The BBC is "massively over-managed" and "underled", Greg Dyke has told corporation staff, in a surprisingly savage indictment of Sir John Birt's regime. On Monday the new director general will unveil a massive change in the management structure of the BBC, designed to unravel some main aspects of Birtism.
Mr Dyke's plans are expected to turn Sir John Birt's management approach on its head. "We have too many systems and processes that drive us all nuts," he said. "We've made this a more complicated business than it is."
Mr Dyke was speaking to staff at a meeting in Bradford. He was, said one witness, "disarmingly frank" in making critical comments about Sir John's BBC. He said he wanted the corporation to be a "happier place" and for employees to feel that there is "management without fear".
The remarks are clearly critical of aspects of Sir John Birt's regime, which was said to be characterised by a "climate of fear" and too much management jargon and bureaucracy.
On Monday at 10am, 400 BBC managers will gather at Television Centre in west London to hear the results of Mr Dyke's review of the corporation. The rest of the staff will watch on the BBC's internal television system.
Mr Dyke, who has been at the BBC for less than six months, will unveil a new flatter structure for the organisation. There are expected to be five top jobs, reporting directly to Mr Dyke: director of television, director of radio, head of factual programming, head of entertainment and drama and head of new media.

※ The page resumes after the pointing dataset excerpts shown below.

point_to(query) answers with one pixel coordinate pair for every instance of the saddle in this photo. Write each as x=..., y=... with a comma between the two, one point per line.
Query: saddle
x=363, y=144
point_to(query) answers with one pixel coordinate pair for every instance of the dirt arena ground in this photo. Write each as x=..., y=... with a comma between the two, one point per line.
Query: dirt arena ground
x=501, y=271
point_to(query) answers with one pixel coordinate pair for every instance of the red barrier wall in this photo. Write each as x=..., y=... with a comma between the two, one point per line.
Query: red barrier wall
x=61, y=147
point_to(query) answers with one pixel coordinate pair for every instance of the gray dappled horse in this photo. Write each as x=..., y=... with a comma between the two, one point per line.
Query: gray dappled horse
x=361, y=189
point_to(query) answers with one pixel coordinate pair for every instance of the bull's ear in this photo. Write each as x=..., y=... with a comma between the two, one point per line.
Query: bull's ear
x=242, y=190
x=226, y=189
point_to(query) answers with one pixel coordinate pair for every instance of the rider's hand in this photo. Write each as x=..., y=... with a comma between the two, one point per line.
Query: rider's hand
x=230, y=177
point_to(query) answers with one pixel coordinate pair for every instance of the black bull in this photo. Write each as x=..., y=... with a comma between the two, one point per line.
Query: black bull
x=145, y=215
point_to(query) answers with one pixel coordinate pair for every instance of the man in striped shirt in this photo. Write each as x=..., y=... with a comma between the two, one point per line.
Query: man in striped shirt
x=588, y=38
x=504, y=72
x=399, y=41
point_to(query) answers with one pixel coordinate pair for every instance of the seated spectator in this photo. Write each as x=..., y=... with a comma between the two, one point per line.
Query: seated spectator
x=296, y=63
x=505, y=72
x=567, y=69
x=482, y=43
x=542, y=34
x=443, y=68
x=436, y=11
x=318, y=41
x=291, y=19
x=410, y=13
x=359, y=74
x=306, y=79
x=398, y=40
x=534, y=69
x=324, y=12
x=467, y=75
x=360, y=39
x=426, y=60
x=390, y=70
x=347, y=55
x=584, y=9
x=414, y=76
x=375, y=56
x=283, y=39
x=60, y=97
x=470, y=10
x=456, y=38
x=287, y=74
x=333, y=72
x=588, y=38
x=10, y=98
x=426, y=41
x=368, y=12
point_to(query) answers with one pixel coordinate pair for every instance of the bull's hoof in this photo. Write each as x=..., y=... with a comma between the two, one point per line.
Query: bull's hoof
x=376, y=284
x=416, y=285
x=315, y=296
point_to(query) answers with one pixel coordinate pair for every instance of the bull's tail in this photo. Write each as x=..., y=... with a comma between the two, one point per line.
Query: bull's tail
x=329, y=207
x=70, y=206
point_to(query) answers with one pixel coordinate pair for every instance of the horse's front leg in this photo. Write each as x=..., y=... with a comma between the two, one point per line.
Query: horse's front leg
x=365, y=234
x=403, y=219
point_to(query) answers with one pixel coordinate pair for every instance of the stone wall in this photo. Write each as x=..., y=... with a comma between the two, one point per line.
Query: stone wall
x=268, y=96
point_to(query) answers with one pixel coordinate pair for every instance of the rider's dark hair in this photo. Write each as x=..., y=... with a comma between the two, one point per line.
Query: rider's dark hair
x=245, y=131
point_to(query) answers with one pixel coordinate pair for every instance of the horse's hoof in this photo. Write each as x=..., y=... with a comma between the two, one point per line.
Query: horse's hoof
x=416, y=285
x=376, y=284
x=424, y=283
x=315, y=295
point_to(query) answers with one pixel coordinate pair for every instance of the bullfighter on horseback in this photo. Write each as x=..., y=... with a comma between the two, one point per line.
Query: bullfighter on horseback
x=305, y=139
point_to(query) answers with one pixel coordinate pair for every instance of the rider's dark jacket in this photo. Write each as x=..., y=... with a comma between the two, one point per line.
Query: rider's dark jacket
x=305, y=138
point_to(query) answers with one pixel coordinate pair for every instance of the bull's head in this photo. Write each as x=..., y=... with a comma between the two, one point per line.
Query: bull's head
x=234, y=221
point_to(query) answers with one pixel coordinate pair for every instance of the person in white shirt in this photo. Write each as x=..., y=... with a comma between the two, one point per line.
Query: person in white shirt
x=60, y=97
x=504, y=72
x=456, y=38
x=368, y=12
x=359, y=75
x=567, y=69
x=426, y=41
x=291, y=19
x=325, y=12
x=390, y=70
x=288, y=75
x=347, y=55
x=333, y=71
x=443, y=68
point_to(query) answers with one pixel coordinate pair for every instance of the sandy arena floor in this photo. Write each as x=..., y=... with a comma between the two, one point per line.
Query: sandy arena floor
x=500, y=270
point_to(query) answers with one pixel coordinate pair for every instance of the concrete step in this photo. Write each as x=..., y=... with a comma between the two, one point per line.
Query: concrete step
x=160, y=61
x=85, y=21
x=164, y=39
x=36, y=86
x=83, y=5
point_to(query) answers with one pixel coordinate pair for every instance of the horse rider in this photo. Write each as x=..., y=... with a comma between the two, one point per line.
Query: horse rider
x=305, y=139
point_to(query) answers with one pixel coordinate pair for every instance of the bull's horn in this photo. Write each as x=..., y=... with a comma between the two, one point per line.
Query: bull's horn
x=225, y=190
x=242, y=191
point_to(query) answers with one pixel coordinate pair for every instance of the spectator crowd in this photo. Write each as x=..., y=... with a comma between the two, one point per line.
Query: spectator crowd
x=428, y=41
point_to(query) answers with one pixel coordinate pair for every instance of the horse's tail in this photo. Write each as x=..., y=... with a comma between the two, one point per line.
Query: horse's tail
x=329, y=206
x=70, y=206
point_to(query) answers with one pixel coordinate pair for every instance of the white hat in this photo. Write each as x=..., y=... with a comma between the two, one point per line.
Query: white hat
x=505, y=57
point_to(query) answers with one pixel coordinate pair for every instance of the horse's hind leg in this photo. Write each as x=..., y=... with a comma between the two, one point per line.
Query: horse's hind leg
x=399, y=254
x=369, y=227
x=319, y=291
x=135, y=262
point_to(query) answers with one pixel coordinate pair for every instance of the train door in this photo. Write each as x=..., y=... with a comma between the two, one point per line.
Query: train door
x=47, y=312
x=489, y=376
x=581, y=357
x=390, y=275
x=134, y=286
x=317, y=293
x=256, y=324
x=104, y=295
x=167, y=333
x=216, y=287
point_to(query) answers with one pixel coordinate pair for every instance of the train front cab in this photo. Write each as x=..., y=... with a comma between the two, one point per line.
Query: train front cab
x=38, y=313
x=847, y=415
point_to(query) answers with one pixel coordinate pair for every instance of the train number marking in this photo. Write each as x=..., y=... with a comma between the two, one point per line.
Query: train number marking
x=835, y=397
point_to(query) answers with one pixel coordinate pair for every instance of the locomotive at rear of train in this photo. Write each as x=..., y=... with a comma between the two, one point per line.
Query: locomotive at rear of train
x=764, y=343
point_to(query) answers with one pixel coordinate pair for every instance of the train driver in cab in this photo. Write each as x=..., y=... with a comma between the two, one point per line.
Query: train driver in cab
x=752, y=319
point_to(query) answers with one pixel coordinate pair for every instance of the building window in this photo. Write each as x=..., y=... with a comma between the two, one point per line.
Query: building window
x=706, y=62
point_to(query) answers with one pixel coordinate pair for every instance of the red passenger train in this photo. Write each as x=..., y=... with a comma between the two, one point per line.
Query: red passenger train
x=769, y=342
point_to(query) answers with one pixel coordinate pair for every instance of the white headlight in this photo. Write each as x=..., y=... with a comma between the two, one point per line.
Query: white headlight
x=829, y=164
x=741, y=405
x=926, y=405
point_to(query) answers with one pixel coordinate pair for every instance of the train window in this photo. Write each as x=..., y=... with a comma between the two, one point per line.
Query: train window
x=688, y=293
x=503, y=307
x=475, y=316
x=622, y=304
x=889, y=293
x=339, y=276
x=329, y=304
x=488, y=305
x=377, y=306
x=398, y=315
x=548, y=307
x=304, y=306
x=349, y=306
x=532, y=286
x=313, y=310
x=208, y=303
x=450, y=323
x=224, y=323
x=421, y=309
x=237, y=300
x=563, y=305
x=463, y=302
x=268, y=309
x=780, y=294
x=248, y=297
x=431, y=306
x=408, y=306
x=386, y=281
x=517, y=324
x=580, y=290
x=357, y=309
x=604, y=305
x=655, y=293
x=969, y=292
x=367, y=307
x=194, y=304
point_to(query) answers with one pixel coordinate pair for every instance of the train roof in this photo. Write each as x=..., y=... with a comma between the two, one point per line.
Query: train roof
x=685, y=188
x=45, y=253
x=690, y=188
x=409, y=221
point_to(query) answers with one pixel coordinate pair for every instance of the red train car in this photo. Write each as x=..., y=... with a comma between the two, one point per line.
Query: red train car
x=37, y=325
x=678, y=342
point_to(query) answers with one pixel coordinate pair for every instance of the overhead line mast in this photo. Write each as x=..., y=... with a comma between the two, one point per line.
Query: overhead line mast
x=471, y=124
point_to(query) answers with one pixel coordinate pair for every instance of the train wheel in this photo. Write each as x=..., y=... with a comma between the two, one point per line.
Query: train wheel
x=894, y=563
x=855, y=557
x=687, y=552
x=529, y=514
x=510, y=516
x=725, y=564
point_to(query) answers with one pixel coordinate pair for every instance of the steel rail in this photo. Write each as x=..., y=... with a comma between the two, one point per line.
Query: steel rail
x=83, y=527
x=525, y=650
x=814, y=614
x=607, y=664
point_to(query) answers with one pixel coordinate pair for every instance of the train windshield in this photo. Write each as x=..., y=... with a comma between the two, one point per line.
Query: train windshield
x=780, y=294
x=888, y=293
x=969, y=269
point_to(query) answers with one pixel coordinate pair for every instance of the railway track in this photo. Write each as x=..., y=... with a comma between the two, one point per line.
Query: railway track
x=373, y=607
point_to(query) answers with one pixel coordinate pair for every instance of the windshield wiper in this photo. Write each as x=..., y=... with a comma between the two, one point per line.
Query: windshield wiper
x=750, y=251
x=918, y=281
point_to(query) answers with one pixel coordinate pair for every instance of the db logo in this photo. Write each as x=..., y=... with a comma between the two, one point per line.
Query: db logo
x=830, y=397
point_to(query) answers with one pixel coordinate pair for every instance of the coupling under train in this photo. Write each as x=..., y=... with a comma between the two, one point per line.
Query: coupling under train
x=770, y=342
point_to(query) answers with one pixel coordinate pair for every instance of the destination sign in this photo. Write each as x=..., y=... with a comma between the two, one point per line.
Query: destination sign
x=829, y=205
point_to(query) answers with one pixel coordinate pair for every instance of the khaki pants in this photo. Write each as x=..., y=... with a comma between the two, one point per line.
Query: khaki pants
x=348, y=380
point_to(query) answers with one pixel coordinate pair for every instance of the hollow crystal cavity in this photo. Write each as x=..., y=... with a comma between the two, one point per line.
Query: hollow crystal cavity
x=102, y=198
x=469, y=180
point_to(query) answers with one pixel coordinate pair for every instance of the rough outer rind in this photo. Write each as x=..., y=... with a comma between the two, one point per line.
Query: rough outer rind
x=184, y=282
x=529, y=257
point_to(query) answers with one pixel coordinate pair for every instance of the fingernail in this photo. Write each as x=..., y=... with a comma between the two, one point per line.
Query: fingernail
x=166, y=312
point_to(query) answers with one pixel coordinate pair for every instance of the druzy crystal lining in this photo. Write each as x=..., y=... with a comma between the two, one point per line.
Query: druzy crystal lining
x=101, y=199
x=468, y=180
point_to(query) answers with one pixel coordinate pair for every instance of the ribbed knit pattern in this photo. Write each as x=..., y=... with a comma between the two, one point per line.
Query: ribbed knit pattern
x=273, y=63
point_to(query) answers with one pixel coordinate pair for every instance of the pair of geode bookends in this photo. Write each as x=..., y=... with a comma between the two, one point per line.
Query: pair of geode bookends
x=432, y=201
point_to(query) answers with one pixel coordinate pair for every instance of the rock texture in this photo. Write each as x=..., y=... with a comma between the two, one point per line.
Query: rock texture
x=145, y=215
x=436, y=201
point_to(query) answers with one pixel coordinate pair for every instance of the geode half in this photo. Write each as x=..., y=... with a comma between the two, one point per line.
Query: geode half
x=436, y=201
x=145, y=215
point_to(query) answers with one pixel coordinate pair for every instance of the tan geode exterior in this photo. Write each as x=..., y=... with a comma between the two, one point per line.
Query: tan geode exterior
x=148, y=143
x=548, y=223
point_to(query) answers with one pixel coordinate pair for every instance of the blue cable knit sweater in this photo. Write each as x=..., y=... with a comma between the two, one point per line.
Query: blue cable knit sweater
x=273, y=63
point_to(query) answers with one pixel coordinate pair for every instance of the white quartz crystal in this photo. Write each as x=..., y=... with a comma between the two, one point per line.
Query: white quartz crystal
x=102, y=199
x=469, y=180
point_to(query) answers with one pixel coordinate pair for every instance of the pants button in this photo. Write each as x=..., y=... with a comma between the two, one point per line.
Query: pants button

Mark Thompson, 42, currently head of BBC regions, is expected to get the director of television post. Mr Thompson is likely to be seen as the second most important person in the BBC. The controllers of BBC1 and BBC2 will report directly to him.
The current head of BBC radio, Jenny Abramsky, is likely to become director of radio. She is expected to take control of Radio 5 Live, which she set up and which currently reports to the news and current affairs department.
The entertainment and drama role is also likely to include responsibility for children's programming and to go to the current director of television, Alan Yentob. There has been much hand-ringing at the top of the BBC to "find a role for Alan" to use his creative talents. Although the new job has been presented as a demotion, Mr Yentob's friends said yesterday that he is happy with the deal and likely to accept.
The other top jobs, head of new media and head of factual programming are, on the insistence of BBC governors, likely to be advertised externally. The new media job had been expected to go to the BBC's head of strategy, David Docherty. The factual role may well go to an outsider, possibly one of a number of directors of programmes from commercial channels who have experience in BBC factual programming.
At the next level down, there are expected to be about 16 departments, from marketing to human resources to finance.
The new structure will represent two main departures from Sir John's time. It putsprogramme-makers much closer to the director general, and it abolishes the controversial split between production, which made programmes, and broadcasting, which commissioned them. That split introduced additional bureaucracy and an extra layer of management.
The new director of human resources, Gareth Jones, will be expected to developing leadership skills of managers, underlining Mr Dyke's emphasis on leadership rather than management processes. Mr Jones told staff: "There are pockets where there is leadership in the BBC. You can feel it. With leadership you get energy, good teams, focus, excitement."
Not all executives were so enthusiastic. One said, sullenly: "We'll see. To some degree we've heard it all before."